Cyber-féminisme: la militance 2.0

par Marie-Anaïs Simon publié le 28 décembre 2016 ©Florent Marloye pour Femmes Plurielles

Le cyberféminisme est né et a évolué avec les nouvelles technologies. De nombreux combats sont menés par cette militance numérique qui regorge de potentialités ! Et si on essayait de mieux comprendre cette arme de déconstruction massive ?

Les grands espoirs d’un cyberféminisme naissant

« Les femmes auront un important rôle à jouer dans le monde technologique, que ce soit pour permettre la libération des femmes ou pour faire progresser cette discipline ».

Dans le début des années 90, alors que le web allait tout juste apparaître dans nos vies, les féministes voyaient déjà dans les cyber-techniques un atout redoutable dans leur conquête de l’égalité entre les sexes. Donna Haraway, qui inspirera largement les mouvements cyber-féministes, reconnait dans les technosciences un terrain de bataille, dont les femmes doivent s’emparer à tout prix. En 1991, cette philosophe et primatologue américaine publie son Manifeste Cyborg, dans lequel elle déconstruit l’opposition que la société fait entre le féminin et la technologie. Pour elle, les femmes auront un important rôle à jouer dans le monde technologique, que ce soit pour permettre la libération des femmes ou pour faire progresser cette discipline. Ce texte révolutionnaire est le terreau qui alimentera les premières cyber-féministes en pleine émergence à la fin du 20e siècle.

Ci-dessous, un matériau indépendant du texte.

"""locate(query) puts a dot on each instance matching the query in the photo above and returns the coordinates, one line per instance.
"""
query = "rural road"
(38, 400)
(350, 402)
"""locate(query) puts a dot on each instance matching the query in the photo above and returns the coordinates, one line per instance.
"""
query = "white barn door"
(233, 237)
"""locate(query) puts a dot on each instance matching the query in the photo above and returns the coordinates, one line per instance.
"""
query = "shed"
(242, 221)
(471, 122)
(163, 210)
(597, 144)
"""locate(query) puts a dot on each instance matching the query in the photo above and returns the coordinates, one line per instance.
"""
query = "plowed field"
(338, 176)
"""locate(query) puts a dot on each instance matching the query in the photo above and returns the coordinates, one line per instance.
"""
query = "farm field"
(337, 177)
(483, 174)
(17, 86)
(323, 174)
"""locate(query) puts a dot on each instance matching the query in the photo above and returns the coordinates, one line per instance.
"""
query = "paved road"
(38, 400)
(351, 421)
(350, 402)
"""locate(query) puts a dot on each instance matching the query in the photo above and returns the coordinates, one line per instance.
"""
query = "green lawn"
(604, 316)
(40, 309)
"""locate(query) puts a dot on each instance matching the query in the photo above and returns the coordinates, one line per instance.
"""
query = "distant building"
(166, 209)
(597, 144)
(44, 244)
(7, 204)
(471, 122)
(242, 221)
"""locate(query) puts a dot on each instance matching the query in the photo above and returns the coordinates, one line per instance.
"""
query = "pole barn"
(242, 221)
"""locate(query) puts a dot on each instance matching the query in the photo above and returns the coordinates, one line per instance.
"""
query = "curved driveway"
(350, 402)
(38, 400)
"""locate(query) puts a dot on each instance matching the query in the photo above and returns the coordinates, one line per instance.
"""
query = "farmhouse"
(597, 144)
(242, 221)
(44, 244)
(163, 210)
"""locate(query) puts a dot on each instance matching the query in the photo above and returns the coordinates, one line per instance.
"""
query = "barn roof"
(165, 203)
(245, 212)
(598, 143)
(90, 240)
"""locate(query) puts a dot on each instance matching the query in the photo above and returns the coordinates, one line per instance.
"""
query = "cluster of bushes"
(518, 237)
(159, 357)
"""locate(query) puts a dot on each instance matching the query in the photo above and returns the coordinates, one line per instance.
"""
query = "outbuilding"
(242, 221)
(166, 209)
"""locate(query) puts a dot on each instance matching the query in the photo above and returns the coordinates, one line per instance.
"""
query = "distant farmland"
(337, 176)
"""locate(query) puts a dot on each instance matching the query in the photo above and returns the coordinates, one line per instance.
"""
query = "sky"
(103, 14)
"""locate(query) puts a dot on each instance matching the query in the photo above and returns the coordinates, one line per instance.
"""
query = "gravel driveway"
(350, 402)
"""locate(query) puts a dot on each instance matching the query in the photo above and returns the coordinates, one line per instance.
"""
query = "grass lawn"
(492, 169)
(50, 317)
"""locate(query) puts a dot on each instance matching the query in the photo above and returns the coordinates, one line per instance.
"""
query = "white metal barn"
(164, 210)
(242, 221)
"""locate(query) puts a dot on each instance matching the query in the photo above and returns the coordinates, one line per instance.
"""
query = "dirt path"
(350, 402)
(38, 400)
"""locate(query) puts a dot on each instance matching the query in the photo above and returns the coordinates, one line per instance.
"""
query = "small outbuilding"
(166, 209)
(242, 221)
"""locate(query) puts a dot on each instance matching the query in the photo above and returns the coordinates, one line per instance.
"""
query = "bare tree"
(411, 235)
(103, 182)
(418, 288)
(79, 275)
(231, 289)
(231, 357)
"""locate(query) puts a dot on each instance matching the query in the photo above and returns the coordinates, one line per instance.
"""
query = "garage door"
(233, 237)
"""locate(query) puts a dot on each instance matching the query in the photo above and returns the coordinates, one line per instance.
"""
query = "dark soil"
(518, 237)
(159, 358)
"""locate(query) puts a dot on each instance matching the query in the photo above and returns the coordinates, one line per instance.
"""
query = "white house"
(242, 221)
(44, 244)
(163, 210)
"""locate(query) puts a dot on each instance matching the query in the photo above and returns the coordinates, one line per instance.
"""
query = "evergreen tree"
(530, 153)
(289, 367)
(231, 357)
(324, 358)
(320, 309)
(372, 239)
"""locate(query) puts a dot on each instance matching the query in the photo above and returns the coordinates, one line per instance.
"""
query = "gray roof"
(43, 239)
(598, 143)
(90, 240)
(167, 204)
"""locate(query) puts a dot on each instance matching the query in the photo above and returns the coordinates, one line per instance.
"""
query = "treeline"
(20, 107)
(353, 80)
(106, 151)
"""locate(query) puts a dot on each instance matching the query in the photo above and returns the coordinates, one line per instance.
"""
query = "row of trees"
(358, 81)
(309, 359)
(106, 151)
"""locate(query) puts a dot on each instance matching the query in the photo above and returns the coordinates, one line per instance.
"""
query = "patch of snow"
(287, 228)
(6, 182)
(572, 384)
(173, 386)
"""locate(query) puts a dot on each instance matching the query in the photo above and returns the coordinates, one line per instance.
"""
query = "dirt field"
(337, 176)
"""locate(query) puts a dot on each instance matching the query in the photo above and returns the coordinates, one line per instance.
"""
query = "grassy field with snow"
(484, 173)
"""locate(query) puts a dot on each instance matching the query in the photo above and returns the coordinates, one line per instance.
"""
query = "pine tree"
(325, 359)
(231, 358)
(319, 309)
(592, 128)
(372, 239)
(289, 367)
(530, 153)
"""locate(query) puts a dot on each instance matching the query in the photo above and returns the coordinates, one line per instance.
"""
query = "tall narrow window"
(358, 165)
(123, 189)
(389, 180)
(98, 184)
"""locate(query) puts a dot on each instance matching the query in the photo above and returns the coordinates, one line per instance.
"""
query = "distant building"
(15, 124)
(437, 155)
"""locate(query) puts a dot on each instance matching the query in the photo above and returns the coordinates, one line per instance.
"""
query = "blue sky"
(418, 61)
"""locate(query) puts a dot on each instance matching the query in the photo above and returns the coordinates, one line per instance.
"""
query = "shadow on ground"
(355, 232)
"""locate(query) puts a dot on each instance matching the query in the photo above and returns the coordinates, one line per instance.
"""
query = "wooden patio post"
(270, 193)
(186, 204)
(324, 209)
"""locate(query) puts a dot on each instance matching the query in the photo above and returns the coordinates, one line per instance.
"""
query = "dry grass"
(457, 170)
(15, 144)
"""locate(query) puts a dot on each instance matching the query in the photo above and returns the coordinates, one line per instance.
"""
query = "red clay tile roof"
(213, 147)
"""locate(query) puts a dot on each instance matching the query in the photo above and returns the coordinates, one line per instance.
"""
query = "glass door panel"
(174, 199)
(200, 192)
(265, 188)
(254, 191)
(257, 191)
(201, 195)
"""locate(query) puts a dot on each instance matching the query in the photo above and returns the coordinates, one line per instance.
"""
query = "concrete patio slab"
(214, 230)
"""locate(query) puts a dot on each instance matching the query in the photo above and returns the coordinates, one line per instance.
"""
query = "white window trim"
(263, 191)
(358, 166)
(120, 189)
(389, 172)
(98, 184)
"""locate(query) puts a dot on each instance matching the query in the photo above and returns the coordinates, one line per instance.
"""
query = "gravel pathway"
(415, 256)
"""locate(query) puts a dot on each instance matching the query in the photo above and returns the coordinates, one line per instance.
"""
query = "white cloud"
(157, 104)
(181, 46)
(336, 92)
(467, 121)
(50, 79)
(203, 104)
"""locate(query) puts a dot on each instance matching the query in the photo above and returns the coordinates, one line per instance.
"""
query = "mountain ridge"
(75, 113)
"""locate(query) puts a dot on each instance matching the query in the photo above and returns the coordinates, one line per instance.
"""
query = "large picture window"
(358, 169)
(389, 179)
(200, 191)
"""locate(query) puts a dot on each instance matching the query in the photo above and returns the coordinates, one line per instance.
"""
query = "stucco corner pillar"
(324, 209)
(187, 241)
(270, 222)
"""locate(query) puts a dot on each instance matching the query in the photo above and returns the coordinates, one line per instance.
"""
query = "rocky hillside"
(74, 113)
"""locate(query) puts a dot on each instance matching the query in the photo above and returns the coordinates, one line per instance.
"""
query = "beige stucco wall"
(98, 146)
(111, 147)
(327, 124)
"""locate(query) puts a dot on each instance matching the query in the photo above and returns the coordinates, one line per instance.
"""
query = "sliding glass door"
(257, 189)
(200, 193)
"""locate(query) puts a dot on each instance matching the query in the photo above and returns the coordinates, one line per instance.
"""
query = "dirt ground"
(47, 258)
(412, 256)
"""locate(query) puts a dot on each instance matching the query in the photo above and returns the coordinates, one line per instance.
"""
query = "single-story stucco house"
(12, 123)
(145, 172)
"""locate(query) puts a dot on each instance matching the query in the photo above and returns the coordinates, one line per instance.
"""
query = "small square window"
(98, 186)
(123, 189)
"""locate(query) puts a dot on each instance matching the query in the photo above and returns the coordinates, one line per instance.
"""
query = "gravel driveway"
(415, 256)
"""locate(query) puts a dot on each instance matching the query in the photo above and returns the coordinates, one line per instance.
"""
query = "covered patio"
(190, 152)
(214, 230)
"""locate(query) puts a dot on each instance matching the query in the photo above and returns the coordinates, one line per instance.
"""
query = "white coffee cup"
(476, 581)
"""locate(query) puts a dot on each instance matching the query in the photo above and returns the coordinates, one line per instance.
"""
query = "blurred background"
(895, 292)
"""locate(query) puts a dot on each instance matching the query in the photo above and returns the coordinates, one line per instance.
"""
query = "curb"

Pour aller plus loin :Féminisme, cyborgs et alliances : rencontre avec Donna Haraway©VNS Matrix ((leur site))

Entre VNS MatrixOld Boys Network,  Sadie Plant et bien d’autres, le cyber-féminisme prospère dans sa pluralité. Il prend diverses formes – plateforme web (WIKI), blog, site Web… – et confronte différentes visions, il s’oppose à toute forme de standardisation.

Pour aller plus loin :Cyberféministes : un combat en héritage

Désillusions et nouveaux défis

Campagne du Centre Hubertine Auclert (Plus d'infos sur cette campagne)

Suivant l’exemple des premières cyber-féministes, de plus en plus de femmes ont pris possession des nouvelles technologies. Elles ont activement pris part à sa compréhension, sa construction et son amélioration. Par ailleurs, les nouvelles technologies de la communication leur donnent l’occasion de développer et d’exprimer leur propre vision du féminisme en faisant ainsi émerger des pratiques militantes en ligne très diverses.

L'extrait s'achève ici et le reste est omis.